Two days ago, I got a call from a client and old friend who told me about the townhouse she bought 30 years ago. There were no covenants on the property. Her neighbor owns 2 adjacent units, has not been seen in years, and does nothing to maintain the property he owns. He rents them and allows employees to use them, she believes without charge. Now the adjacent unit has gaping holes in the roof, leaks throughout and into hers, and looks abysmal. Because of the condition of the adjacent units, she has tried to sell her unit and cannot. My friend and client is now 92 years old and wants to sell the property. It’s time.
I know I don’t have to say the obvious: No townhouse development ought to ever be built without well thought out restrictions, standards of maintenance and rights to enforce those restrictions and standards through an assessment, even if a single owner believes his unit should not be subject to the rights of his neighbor. No local government ought to let that happen. We are not in the wild west, or wherever it is that people were so far apart they needed to have no expectation about their neighbor’s use of his own property. The old south may have been the same. If so, that was another age.
The closer we live together, the more we need rules. Not just community-wide rules, like ordinances and statutes, but neighborhood covenants. And in today’s confrontational environment, maybe even rules of common courtesy like those our churches and families at one time conveyed to our children.
I’ve previously talked here about the Marketable Record Title Act, [MRTA]and that it actually cancels out restrictive covenants in subdivisions more than 30 years old. Yet its application to subdivisions is a matter of statute and of court interpretation of that statute. Our Florida legislature seems to be imbued with the philosophy that Americans expect freedom to make up their own minds about their own behavior and their own property, and therefore rules ought to be abolished or ignored. In my view, MRTA has no business negating covenants in subdivisions and townhouse developments.

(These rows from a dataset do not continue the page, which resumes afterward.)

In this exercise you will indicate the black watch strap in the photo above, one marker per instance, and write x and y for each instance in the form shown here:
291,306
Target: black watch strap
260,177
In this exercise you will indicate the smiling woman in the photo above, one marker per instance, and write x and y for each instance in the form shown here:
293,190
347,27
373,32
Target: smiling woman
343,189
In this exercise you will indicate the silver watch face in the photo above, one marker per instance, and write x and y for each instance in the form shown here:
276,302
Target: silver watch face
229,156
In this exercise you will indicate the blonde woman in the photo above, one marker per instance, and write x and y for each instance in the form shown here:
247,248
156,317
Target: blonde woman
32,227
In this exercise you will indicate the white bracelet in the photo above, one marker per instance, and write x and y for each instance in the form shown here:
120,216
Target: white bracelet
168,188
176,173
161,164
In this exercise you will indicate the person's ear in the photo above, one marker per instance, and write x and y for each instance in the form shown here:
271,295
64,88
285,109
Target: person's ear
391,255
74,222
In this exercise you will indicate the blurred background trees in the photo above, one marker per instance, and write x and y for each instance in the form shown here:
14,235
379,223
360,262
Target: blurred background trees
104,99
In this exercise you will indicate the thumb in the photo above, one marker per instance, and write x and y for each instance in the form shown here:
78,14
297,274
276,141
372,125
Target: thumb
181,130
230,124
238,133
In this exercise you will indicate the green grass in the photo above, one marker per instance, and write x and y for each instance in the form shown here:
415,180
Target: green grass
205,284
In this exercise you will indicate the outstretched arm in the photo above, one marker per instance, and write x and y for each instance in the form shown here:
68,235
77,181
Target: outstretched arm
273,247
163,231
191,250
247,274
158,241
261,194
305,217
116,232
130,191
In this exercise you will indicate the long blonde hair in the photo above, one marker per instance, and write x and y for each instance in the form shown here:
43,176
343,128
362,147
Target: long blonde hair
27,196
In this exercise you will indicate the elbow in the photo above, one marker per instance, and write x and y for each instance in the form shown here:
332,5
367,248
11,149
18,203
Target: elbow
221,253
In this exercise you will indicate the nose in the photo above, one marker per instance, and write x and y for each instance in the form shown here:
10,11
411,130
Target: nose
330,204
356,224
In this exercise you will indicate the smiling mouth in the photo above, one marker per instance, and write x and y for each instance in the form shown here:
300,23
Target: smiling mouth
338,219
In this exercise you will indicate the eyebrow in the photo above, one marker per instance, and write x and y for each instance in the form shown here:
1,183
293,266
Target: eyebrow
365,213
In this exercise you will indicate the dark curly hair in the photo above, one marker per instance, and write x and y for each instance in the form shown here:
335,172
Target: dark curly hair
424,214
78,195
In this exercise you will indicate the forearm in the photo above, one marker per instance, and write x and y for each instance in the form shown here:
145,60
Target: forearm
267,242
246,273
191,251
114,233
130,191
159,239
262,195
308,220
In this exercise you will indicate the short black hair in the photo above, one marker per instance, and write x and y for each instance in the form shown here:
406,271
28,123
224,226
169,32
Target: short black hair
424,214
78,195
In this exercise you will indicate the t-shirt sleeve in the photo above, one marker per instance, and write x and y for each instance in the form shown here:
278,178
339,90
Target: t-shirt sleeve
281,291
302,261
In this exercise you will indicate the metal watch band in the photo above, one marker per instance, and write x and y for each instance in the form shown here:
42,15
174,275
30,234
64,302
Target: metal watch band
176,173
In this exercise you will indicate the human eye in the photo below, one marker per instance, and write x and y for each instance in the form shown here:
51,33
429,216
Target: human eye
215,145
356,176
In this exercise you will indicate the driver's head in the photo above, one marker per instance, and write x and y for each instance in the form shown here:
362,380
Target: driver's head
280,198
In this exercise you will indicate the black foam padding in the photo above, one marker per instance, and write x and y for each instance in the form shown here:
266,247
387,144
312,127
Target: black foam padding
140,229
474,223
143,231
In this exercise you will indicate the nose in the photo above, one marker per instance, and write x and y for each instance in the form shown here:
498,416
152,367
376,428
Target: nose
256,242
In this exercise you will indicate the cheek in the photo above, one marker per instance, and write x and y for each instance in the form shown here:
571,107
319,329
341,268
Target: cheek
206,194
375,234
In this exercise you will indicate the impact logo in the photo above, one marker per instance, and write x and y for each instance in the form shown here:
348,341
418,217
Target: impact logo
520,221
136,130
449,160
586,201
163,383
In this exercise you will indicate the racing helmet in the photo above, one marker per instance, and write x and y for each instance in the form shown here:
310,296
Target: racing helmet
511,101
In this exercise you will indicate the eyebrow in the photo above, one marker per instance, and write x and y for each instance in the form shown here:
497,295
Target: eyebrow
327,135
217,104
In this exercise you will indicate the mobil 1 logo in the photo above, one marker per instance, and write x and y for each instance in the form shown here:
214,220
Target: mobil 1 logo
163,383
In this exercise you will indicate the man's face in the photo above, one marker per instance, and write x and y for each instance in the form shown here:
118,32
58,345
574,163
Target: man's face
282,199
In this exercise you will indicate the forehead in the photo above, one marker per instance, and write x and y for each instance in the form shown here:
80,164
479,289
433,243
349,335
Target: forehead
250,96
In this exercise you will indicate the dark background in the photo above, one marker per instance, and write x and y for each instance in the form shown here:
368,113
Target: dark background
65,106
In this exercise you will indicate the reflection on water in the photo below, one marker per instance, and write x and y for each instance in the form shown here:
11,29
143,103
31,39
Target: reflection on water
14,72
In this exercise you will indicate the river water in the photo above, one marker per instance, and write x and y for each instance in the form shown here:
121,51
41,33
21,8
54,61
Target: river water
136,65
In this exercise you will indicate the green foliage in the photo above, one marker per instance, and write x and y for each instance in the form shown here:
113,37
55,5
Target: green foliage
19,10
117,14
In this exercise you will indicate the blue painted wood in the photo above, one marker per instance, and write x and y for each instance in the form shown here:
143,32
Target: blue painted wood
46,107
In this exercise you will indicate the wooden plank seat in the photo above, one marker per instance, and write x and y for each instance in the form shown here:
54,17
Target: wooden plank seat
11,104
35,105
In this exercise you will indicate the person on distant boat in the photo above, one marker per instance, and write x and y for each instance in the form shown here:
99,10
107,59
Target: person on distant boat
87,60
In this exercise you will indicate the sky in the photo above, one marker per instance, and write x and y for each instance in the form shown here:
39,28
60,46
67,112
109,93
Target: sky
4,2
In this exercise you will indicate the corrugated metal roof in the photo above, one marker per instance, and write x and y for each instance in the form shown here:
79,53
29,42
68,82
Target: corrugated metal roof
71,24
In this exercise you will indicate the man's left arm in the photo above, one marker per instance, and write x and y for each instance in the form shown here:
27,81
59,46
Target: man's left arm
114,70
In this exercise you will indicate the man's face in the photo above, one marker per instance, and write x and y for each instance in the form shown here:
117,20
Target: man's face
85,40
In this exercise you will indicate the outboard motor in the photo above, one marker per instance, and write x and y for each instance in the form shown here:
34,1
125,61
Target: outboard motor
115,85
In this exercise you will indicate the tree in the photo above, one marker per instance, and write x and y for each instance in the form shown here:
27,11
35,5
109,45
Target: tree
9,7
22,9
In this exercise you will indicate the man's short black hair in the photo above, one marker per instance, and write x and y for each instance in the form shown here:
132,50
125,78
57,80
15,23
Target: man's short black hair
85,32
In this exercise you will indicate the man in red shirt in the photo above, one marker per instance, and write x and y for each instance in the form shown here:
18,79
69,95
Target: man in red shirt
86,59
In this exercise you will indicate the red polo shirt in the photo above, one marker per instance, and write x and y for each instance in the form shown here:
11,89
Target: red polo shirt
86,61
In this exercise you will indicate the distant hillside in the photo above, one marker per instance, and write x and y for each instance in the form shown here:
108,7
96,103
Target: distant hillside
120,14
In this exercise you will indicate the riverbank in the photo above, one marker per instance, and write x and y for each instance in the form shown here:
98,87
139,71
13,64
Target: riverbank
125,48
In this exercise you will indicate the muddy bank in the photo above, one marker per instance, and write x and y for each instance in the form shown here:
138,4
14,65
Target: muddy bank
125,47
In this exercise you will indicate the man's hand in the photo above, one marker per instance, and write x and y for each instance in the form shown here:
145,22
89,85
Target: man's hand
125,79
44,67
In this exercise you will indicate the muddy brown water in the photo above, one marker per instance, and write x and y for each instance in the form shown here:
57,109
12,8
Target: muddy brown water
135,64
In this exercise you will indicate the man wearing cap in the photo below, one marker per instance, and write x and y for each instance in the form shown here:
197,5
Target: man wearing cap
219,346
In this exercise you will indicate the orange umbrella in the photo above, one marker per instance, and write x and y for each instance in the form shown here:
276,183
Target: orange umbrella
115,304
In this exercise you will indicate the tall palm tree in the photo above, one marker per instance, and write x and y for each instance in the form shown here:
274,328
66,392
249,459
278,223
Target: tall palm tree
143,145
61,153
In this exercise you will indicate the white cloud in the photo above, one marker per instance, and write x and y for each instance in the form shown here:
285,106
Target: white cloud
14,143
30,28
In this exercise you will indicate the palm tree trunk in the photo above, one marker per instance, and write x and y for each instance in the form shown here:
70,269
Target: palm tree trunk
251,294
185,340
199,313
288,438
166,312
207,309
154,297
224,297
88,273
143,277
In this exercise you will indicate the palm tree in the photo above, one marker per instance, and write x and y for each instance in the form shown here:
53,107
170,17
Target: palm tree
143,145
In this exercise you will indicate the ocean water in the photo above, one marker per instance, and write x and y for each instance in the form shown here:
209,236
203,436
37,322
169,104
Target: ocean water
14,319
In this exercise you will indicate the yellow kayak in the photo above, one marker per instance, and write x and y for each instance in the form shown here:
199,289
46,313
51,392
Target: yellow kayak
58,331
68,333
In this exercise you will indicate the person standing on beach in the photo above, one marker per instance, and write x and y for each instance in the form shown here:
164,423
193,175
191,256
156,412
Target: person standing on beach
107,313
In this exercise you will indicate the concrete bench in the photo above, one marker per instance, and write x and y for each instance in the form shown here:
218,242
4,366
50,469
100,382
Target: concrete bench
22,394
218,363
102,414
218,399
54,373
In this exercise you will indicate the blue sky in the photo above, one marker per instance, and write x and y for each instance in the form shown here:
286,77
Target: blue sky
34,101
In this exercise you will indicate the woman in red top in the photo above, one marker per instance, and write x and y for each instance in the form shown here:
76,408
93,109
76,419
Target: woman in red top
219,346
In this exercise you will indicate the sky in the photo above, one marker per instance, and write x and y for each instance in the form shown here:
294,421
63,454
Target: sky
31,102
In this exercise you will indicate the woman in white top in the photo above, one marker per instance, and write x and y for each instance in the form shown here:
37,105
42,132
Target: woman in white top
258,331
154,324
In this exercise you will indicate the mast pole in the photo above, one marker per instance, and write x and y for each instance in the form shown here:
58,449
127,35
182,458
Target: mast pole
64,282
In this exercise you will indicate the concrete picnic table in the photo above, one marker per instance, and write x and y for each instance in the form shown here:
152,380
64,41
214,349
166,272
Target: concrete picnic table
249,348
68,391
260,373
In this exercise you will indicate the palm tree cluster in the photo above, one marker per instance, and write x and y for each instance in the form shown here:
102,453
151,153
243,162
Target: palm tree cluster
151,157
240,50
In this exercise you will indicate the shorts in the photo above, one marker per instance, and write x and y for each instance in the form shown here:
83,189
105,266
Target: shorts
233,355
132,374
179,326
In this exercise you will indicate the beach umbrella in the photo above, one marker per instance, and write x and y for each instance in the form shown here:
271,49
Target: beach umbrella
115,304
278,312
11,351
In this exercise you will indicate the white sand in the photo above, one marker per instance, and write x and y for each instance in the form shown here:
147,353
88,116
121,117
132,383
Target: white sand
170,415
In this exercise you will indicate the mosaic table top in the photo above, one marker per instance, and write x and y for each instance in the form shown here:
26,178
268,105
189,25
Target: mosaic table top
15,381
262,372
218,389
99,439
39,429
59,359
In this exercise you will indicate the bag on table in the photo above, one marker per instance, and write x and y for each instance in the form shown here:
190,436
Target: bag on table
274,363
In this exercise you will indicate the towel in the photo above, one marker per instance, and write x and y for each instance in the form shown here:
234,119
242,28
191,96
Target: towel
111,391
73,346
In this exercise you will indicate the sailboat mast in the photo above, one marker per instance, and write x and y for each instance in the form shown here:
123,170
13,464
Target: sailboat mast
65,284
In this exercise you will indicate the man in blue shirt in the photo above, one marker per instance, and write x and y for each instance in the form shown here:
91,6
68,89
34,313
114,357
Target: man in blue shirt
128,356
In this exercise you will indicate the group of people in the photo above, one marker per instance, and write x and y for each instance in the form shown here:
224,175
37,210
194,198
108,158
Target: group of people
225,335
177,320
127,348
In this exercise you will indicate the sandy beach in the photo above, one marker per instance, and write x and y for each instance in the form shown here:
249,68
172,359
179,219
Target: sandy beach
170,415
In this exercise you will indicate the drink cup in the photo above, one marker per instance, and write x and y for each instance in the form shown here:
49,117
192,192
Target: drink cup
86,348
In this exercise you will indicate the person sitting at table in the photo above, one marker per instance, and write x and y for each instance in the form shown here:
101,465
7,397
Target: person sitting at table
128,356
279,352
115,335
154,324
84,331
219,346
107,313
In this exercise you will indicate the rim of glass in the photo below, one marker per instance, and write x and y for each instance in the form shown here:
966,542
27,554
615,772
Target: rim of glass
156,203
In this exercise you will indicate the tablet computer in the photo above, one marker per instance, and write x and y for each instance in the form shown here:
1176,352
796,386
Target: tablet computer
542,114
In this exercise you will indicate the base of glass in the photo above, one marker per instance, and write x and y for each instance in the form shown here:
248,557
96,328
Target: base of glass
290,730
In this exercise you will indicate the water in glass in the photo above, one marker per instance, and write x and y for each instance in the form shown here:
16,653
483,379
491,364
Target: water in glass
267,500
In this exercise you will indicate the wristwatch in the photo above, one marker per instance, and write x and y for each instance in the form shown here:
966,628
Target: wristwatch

The Florida legislature also says, for instance, that local government ought not be able to control whether homes in subdivisions can be rented on line for the weekend. That’s something the legislature wants owners to be free to do. Yet some rent their houses to the college fraternity that hosts a 3-day party in a subdivision where there was no room or plan for accommodating the cars, sounds, or conduct that sometimes is created by that weekend rental. Local governments in Florida are not permitted in any way to regulate the firing of weapons or where gun ranges can be built.
If the evidence showed that Tallahassee understood the need for meaningful and fair regulation, unaffected by money and special interests, I could conclude that our legislature just does not trust local governments, or in the case of real property restrictive covenants, even contracts between private parties. Instead, it prefers to regulate those matters from Tallahassee. But the legislature does not regulate (maybe cannot rationally regulate) even where it prohibits others from doing so. The evidence shows too clearly that elected officials want us to believe that freedom requires that each person should govern his own conduct.
This is a real property space, not a political one. But I submit that it has become politically difficult to agree on laws and rules that set limits because they always affect someone who matters. Special interests and money can bring about regulations that serve their own interests. But we elect officials who make us believe that they endorse freedom because that’s the American way. Freedom is in fact the American way. But not freedom from rules. It is freedom from rules made by people we did not elect, and from arbitrary, stupid rules. We cannot be free to decide which rules are convenient to follow, and which are not.
To return to real estate, the subject I have a license to write about here: real estate rules are being affected by the perniciously created political myth that each of us should be free to act without restriction by others. I believe what we learned in Sunday school is that others really matter. It is unrealistic not to believe that there are people who either make their own rules or have none at all. I argue for a higher standard both in our personal decisions and in our real estate.